The strategic deployment of biorefineries in the United States demands a nuanced approach, due to the complexity of balancing environmental, social, and economic constraints [1]. Particularly, communities already burdened by elevated air pollution [2], such as high concentrations of particulate matter (PM2.5), ozone (O₃), and nitrogen dioxide (N O₂) - coupled with socioeconomic vulnerabilities, face disproportionate adverse impacts from industrial siting decisions. Addressing these concerns requires strategic and informed decisions to minimize environmental burdens and safeguard vulnerable populations.
This study introduces a comprehensive, machine learning-driven geospatial analytical framework designed to identify optimal locations for biorefinery deployment across U.S. counties.
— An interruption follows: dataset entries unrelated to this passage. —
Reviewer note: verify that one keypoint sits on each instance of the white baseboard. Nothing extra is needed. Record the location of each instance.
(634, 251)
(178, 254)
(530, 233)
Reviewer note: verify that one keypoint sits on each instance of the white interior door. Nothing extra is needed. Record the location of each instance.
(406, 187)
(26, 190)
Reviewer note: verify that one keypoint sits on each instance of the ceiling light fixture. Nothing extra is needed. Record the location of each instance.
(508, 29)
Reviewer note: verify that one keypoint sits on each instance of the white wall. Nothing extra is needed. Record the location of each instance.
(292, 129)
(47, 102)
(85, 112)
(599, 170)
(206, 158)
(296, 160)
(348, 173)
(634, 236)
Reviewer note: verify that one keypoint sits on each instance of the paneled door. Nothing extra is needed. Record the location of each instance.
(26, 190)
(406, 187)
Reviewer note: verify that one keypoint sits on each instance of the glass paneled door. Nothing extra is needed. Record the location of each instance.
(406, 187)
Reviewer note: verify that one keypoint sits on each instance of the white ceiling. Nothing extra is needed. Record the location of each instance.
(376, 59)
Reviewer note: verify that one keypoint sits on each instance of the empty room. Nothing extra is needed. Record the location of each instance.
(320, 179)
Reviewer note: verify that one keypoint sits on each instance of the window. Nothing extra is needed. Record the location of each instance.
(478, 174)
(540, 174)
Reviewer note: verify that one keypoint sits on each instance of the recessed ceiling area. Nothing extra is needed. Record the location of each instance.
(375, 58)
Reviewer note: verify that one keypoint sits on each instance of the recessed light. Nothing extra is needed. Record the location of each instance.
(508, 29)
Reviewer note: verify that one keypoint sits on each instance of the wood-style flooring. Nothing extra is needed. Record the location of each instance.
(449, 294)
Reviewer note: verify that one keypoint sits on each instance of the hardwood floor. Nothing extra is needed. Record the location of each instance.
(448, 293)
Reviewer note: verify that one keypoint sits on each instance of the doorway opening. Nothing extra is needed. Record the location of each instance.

Utilizing robust environmental and socioeconomic datasets, the analysis focused on adherence to U.S. Environmental Protection Agency (EPA) - defined thresholds critical for air quality, specifically PM2.5 (< 9 µg/m³), O₃ (< 70 ppb), and NO₂ (< 7.47 ppb). Socioeconomic vulnerability indicators, including low-income percentages, unemployment rates, and disability prevalence, were also integrated based on EPA-defined percentiles.
A meticulously cleaned and normalized dataset comprising 239,781 data points representing nationwide U.S. counties was used to train and validate a Random Forest classification model within Wolfram Mathematica software. Each location was labeled using binary indicators (1 - suitable, 0 - non-suitable) derived from rigorous threshold-based logic. The resulting models exhibited exceptional predictive performance, achieving test accuracies of 0.9 and strong R-squared scores (>0.91), indicating high reliability, robustness, and generalizability. Model validation was further reinforced through cross-validation, significantly mitigating the risks of overfitting and ensuring stable performance across diverse subsets of the data.
Advanced geospatial visualization techniques using GeoGraphics and GeoPosition were employed to map identified locations, distinguishing between suitable (green hotspots) and non-suitable (red hotspots) counties. These intuitive visual outputs provide actionable decision-support tools, effectively guiding stakeholders and policymakers toward sustainable and equitable biorefinery siting decisions. Future work should explore replacing fixed threshold-based binarization with more flexible, data-driven approaches such as probabilistic or fuzzy classification to better capture the nuanced gradients of environmental and socioeconomic risk across regions.
The developed framework effectively integrates environmental and public health considerations, thereby supporting the advancement of sustainable chemical engineering practices while proactively addressing environmental justice concerns.
References
[1] Prioux Nancy, Ouaret Rachid, Belaud Jean-Pierre. Machine Learning Based Framework for Biorefinery Environmental Assessment. Chemical Engineering Transactions 2022;96:517–22. https://doi.org/10.3303/CET2296087.
[2] Nunez Y, Benavides J, Shearston JA, Krieger EM, Daouda M, Henneman LRF, et al. An environmental justice analysis of air pollution emissions in the United States from 1970 to 2010. Nat Commun 2024;15:268. https://doi.org/10.1038/s41467-023-43492-9.